To be instructed – and reinstructed – firms need to ‘add value’ by ‘looking at the whole picture as a business problem and [seeing] what the enterprise needs to achieve … not isolating legal issues and just dealing with those’, he argues.
At the table:
Stephen Hartman, Thomson Reuters; Eduardo Reyes, Law Society Gazette; Nick Wildgoose, Zurich; Trevor Goodman, Legg Mason; Monidipa Fouzder, Law Society Gazette; Robert Amaee, Covington; Dom Pickersgill, Institution of Engineering and Technology; Pavel Klimov, Unisys
Goodman agrees, but also puts a heavy emphasis on service issues. Legal advisers must be ‘best in breed’ he notes, but beyond that also need to demonstrate, ‘being responsive, being able to work with us as a client. It’s amazing how often you have a very talented lawyer within a law firm who will give you pages and pages of advice. Actually, that’s not what I’m really looking for. I really need it “zoned in”. I need them to work with us as a client’.
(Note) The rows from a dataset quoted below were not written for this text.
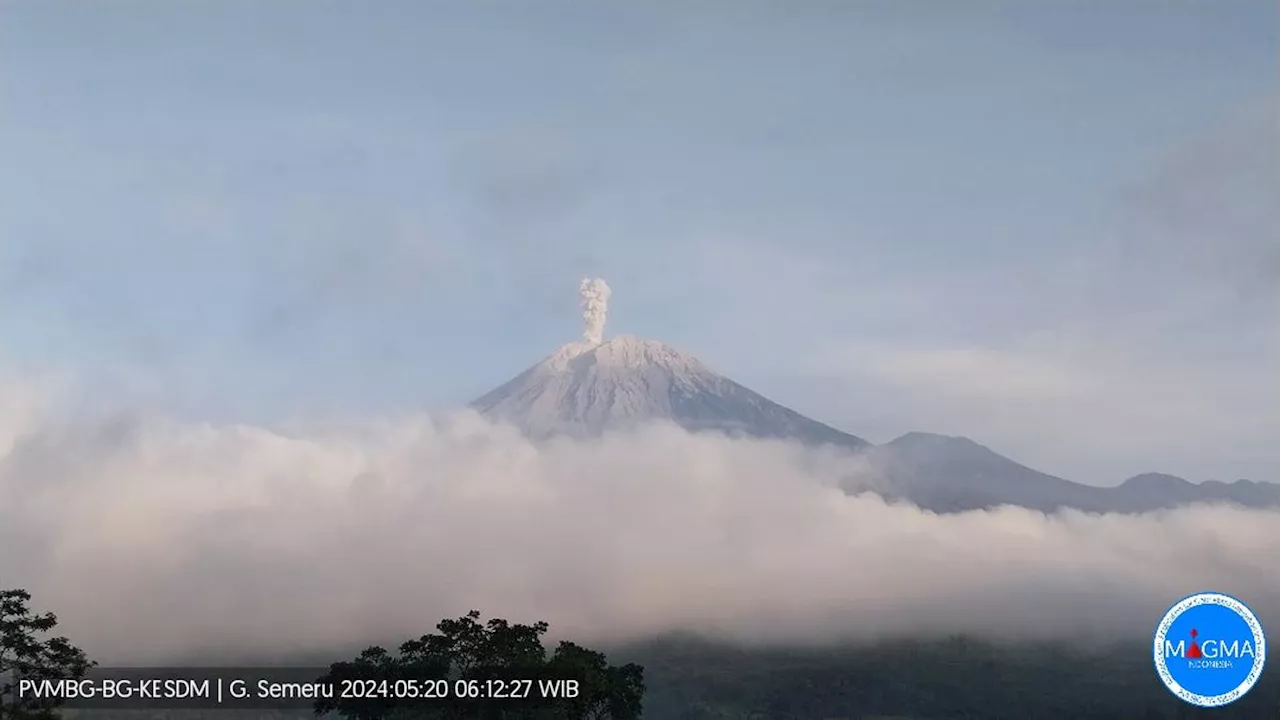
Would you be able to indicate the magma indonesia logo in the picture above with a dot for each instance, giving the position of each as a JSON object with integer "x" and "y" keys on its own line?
{"x": 1210, "y": 650}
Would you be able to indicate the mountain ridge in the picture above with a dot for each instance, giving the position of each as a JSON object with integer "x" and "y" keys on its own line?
{"x": 593, "y": 386}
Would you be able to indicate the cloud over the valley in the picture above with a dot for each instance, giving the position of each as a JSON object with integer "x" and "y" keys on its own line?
{"x": 154, "y": 541}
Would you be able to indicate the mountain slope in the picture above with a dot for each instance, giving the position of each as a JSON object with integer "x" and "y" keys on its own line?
{"x": 951, "y": 474}
{"x": 586, "y": 388}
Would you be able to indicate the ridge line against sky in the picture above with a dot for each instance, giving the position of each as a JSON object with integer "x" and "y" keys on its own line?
{"x": 1051, "y": 228}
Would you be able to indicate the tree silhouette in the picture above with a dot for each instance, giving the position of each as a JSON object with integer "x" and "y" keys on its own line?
{"x": 469, "y": 654}
{"x": 24, "y": 656}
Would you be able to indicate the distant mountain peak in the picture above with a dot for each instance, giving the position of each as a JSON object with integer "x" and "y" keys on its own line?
{"x": 588, "y": 387}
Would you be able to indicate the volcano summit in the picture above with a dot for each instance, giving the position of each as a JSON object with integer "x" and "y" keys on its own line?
{"x": 595, "y": 384}
{"x": 585, "y": 388}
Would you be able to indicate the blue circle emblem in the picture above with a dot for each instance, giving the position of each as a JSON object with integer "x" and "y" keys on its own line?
{"x": 1210, "y": 650}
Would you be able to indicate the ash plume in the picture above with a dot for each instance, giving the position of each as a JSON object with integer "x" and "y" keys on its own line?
{"x": 594, "y": 299}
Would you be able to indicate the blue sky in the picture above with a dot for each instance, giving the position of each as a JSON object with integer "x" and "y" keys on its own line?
{"x": 1052, "y": 227}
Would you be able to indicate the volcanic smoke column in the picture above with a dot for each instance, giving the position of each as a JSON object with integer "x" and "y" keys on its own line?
{"x": 594, "y": 297}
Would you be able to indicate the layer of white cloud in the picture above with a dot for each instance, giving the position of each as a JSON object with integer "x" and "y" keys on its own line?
{"x": 158, "y": 541}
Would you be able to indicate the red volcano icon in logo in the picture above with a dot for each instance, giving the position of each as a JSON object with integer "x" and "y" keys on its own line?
{"x": 1193, "y": 651}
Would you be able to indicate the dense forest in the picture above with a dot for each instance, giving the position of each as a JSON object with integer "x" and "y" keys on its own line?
{"x": 694, "y": 679}
{"x": 950, "y": 679}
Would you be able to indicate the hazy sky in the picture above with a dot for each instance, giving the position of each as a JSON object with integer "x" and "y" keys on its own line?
{"x": 1052, "y": 227}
Fitting with the client’s ‘admin needs’ should be a given, he adds – meeting requirements on billing and invoicing, sticking to estimates and being willing to negotiate fixed fees. He does not rely on firms’ ‘global’ offerings, he adds: ‘While they may have good lawyers in certain jurisdictions, I don’t think one law firm in this sort of environment can ever deliver everything you need. It is a question… of going out to the relevant experts that you can rely on and trust in the different jurisdictions where you’re operating.’
Goodman’s comments on fixed and hourly rates leads the discussion on to its closing topic – billing and fees. Klimov sees developing parallels with the IT industry, which has largely moved from the hourly rate system still widespread in the law. In IT that changed, he notes, to ‘a fixed fee for the project’. It then moved on again, he says: ‘If we’re dealing with an airline the price should be per passenger boarded. If we’re doing cheque processing in the UK, it would be price per cheque processed. So we’ve had to make this complete shift in how we approach our cost base and how we calculate our charges.’
Wildgoose sees a bigger relevant shift in the provision of external legal advice – if law firms are able to rise to the challenge of delivering it. Once a PwC accountant, he believes law firms need to get better at ‘packaging’ suggested solutions to client problems. ‘Can… the legal profession offer more pro-active insights?’ he asks. ‘The Big Four [accountants] … do that with a fair degree of success.’ This involves pushing case studies, he notes. ‘They come in and say, “we’ve done something similar for your colleague in this other company”.’
There is a danger, he concludes, that if traditional law firms do not move in to provide such a service, other entrants will.